Geography 414/514:  Advanced Geographic Data Analysis
Spring 2008

Exercise 1:  Getting and using R
Finish by Tuesday, Apr. 8

1.  Introduction

The object of this exercise is to install and set up R, and to experiment with some basic procedures. R is actually a computer language (that is quite similar to the S language for data analysis and visualization developed at AT&T's Bell Labs), but is best thought of as an "environment" for producing both numerical and graphical analyses of data.  R has several advantages for us here, because

  • it is "open-source" software (which for our purposes means that it can be freely downloaded);
  • it is available for a number of different operating systems, including Windows, Linux, and Macintosh;
  • by itself is fairly powerful and is extensible (meaning that procedures for analyzing data that don't currently exist can be readily developed);
  • it has the capability for mapping data, an asset not generally available in other statistical software; and
  • it has several add-on "packages" specifically designed for the analysis of spatial data.
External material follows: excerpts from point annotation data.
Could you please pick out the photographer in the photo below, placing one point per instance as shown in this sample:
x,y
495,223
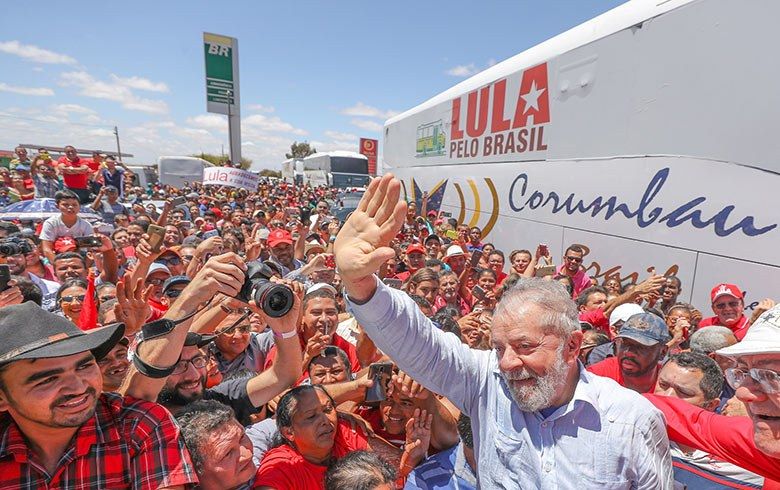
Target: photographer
x,y
223,274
R has a fairly steep learning curve, which these exercises are designed to diminish.  The home page for the "R project" is at http://www.r-project.org 

Read through the following before beginning...

2. Getting R

R can be downloaded from one of the "CRAN" (Comprehensive R Archive Network) sites.  In the US, the main site is at http://cran.us.r-project.org/  To download R,

  1. go to a CRAN website, and look in the  "Download and Install R" area.  Click on the appropriate link. 
  2. On the "R for Windows" page, for example, click on the "base" link (which should take you to the "R-2.6.2 for Windows" page (http://cran.us.r-project.org/bin/windows/base).
  3. To begin the download, click on "R-2.6.2-win32.exe", and save that file to your hard disk when prompted.  Saving to the desktop is fine.  (The steps for the other operating systems are a little different, but self-explanatory.) 
  4. To begin the installation, double-click on the downloaded file. 
  5. Select the proposed options in each part of the install dialog, except:
  6. When the "Select Components" screen appears, you might want to check the "PDF Reference Manual" box to install the .pdf versions of the R documentation.

There are three "FAQ" pages that contain additional information that may be useful for working out the kinks.  These include

3. Set Up (for Windows)

It will be useful while running R on Windows to create one (or more) "working folders" that R can use to store its internal workspace (which will appear in that folder as a file named .Rdata), and into which you can download or create data sets (e.g. in Excel or ArcGIS), or files containing R "source code" (e.g. using a text editor like TextPad).  Once that folder is created, then a shortcut (icon) on your desktop can be created that points to that working folder while starting up R.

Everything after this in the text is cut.